There was I thinking it was looking like a slow news day when, apparently, Israel drops a political bombshell on the Palestinians by voting against the establishment of a Palestinian State.
Except it wasn’t quite the Israeli government but the Likud Party and, on second sight, it wasn’t quite such a bombshell either. However the development deserves comment if only for the brows it appears to be furrowing round the Blogosphere. General opinion seems to be that it is a serious blow to the prospects for peace and a snub to Washington. I beg to differ.
No, the vote by the Likud Central Committee (59% to 41%) was actually a re-affirmation of a long-time plank of the Likud manifesto that there shall be ‘no Palestinian State West of the Jordan and it is a posture that says far more about Likud in-fighting than it says either about the ‘Peace Process’ or Washington.
Ariel Sharon is in the peculiar position of riding high in the opinion polls whilst appearing as a dithering embarrassment to many within his own party. Sharon had actually abandoned the above-mentioned Likud principle whilst in power because that’s the kind of thing leaders have to do in the cut-and-thrust of diplomacy and compromise. But it is meat-and-drink for his arse-kicker-in-chief, Benyamin Netanyahu, Likud’s blue-eyed boy, who has made no secret of the fact that he has his sights firmly set on the cat-bird seat. It was Netanyahu that sponsored the motion and, to everyone’s surprise (maybe even his own) actually won it.
It makes little material difference to facts on the ground. Until there is a change of Palestinian leadership then all talk of a Palestinian State anywhere remains so much moonshine. Likud’s reaffirmation of its traditional hard-line stance does not represent a change of heart or policy but rather a formalisation of extant positions. It will make a material difference to the bit of ground on which Sharon is standing for it’s a humiliation that will remind him that he cannot take his own party’s support for granted nor ignore the theatrically ferocious Netanyahu snapping at his heels and every other part of his anatomy.

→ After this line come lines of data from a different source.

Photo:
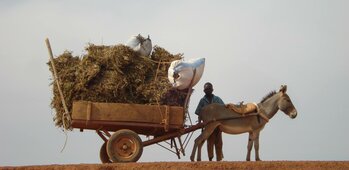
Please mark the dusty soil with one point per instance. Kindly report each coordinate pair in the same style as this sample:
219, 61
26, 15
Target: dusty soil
284, 165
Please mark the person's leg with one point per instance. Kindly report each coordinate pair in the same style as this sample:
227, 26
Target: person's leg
219, 145
210, 142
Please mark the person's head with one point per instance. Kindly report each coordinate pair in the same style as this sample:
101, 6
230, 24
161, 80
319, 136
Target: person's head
208, 88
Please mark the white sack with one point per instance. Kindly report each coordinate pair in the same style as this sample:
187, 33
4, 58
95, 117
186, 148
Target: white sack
140, 44
180, 73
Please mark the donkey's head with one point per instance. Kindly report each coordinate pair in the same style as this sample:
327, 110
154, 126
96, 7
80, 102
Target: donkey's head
285, 104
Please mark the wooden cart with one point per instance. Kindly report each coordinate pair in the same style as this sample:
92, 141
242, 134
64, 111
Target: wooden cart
128, 121
160, 123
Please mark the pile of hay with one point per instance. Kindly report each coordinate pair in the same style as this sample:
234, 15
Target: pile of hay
113, 74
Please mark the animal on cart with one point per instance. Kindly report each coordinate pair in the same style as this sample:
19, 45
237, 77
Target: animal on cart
218, 116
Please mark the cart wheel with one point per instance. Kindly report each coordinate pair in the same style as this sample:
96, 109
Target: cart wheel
124, 146
103, 154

I have read that this shows that Netanyahu is even more hard-line than Sharon but that is a simplification. Netanyahu is not in the hot-seat so he has the licence to act as man-of-the-hour for the party faithful and play the firebrand. Were he to find himself back in the premiership again, he would have to play the International Statesman and that means confronting and making hard choices. The same kind of hard choices Sharon had to make.
President Bush may well be losing sleep tonight, but not over this.